In 2019, many growers were delayed in planting pumpkins. Some had to plant in mid-July. Will their pumpkins make it? Pumpkin fruits can grow much faster if the plant has fewer fruit and reach maximum growth rates around 75 F. The closer daytime and nighttime temperatures swing to that optimal temperature, the faster fruit will grow. Hot days and little rain after July resulted in poor fruit set on some farms. Depending on the fruit set, the ultimate size of the pumpkin variety, and temperatures over the next few weeks, some will make it and some will not.
Picking and marketing
This is going to be your main focus from now until Oct. 31. The best quality pumpkins are cured in the field in dappled shade of their own leaves. It is of utmost importance to maintain green plants as long as possible, to allow fruit to mature on the vine.
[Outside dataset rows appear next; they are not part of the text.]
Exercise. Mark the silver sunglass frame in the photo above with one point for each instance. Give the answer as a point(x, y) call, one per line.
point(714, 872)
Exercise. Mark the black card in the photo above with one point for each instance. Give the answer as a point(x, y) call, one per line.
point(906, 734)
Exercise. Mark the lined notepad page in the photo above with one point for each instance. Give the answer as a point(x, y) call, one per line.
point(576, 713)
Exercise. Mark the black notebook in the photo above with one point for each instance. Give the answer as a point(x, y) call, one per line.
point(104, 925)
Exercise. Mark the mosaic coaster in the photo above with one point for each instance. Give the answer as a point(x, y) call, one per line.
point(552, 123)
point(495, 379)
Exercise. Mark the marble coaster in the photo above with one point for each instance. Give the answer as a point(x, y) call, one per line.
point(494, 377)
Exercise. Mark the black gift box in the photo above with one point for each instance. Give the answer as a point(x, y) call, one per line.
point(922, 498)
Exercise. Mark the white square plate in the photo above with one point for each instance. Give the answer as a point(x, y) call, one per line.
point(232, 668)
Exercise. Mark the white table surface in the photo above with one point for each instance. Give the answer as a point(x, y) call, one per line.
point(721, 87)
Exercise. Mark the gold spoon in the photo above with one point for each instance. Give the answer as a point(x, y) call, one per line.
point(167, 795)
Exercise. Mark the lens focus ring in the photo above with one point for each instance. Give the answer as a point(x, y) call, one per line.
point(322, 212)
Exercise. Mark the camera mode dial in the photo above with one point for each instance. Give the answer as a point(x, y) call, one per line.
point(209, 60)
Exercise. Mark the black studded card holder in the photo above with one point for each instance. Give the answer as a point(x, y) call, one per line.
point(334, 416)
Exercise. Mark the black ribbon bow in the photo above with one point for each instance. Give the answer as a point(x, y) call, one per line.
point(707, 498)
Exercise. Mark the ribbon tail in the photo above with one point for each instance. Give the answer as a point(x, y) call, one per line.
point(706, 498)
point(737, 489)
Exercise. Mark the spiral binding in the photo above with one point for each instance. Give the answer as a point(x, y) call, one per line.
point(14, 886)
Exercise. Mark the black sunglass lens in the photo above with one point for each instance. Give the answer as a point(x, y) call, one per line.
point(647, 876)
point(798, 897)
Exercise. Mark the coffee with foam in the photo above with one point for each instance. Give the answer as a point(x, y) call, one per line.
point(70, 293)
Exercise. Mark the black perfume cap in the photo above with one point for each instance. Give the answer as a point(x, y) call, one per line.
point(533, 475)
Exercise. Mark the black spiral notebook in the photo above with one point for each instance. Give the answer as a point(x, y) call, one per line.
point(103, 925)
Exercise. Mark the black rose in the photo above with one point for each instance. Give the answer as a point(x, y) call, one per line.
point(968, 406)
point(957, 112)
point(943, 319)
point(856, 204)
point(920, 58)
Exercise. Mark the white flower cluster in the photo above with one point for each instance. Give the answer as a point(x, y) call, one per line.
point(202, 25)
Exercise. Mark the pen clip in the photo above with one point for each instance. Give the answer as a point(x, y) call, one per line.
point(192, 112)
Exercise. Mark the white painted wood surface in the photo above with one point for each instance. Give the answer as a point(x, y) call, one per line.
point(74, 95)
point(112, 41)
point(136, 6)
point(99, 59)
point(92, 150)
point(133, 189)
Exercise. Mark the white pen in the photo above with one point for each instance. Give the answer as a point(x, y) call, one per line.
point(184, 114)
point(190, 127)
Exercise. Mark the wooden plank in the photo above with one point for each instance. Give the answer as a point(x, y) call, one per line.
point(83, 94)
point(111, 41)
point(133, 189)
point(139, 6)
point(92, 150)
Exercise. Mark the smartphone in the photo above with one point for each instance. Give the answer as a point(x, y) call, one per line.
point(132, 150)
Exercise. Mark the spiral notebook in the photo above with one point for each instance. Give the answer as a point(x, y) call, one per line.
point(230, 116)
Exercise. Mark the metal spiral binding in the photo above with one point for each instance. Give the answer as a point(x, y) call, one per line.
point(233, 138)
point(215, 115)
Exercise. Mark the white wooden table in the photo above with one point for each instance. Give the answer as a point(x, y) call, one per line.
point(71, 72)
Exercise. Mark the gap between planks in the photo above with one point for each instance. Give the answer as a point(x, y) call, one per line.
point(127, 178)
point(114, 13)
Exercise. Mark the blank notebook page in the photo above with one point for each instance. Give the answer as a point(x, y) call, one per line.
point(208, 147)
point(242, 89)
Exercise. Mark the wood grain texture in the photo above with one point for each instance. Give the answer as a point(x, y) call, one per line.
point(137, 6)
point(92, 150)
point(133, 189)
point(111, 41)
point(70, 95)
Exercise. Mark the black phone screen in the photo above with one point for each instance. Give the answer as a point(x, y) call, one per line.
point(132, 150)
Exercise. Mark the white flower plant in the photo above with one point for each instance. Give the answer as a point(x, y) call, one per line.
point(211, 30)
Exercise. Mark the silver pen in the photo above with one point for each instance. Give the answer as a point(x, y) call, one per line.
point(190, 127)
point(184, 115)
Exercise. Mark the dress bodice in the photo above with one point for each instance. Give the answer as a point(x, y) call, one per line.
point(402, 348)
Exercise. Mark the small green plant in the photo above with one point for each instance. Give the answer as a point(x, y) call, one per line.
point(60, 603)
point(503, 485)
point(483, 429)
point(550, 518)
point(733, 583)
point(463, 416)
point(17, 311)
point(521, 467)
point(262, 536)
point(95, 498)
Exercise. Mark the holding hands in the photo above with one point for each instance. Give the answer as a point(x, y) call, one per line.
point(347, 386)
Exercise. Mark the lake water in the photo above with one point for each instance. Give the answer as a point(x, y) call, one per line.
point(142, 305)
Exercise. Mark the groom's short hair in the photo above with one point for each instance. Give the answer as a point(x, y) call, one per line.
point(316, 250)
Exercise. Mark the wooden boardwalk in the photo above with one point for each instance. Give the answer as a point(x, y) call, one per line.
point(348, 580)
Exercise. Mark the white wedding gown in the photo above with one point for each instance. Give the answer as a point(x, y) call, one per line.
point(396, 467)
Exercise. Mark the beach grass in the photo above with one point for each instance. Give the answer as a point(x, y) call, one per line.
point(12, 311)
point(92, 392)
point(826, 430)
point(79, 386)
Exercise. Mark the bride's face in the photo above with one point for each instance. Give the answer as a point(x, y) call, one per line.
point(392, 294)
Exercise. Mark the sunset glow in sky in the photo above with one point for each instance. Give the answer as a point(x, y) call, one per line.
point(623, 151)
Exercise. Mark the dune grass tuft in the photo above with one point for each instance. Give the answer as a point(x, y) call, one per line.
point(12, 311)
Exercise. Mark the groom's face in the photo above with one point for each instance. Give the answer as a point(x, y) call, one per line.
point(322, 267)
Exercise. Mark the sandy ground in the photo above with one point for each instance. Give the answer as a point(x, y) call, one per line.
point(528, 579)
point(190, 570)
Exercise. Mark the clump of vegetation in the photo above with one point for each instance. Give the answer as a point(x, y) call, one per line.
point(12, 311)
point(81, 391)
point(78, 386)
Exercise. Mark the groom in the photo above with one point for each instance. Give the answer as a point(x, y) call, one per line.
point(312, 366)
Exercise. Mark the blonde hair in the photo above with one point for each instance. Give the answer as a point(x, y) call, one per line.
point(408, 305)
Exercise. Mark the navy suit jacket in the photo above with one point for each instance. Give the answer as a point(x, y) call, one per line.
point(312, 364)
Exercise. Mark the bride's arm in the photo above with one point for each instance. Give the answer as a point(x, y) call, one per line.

If the leaves are dying and the fruit is over 50% orange, it is best to harvest. Pumpkins harvested earlier than 50% orange eventually turn dull orange, but they do not become hard, mature fruit and they rot easily.
Getting them out of the field and into a dry, somewhat shady area will allow for curing without as much risk for sunburn, insect infestation and possibly some fruit rots. Cut them from the vines and clean off as much soil as you can. If you suspect fruit rots may become an issue it would be best to place them in a 10% chlorine dip if you can. This will not guarantee the fruit will not rot since some fruit rots can be systemic. Avoiding harvest in wet areas completely or keep that fruit separate from fruit harvested from other areas of the field. This will minimize fruit to fruit contamination.
Remember, “Volume sells.” People are attracted to large displays, so keep them well stocked and remove rotting pumpkins as soon as you see them. Especially make sure to have displays in great shape for the weekend. This is even more critical if the weather is expected to be nice. There is a direct correlation between nice weekend weather in October and pumpkin sales. You will have left overs come Nov. 1 when the price drops. Just consider that as one of the costs of doing business.
The overriding message in this article is to not get the urge to go into coasting mode for the next four weeks. You have brought your pumpkins through a lot over the past four months, to give up now might mean the difference between a good year and a great year.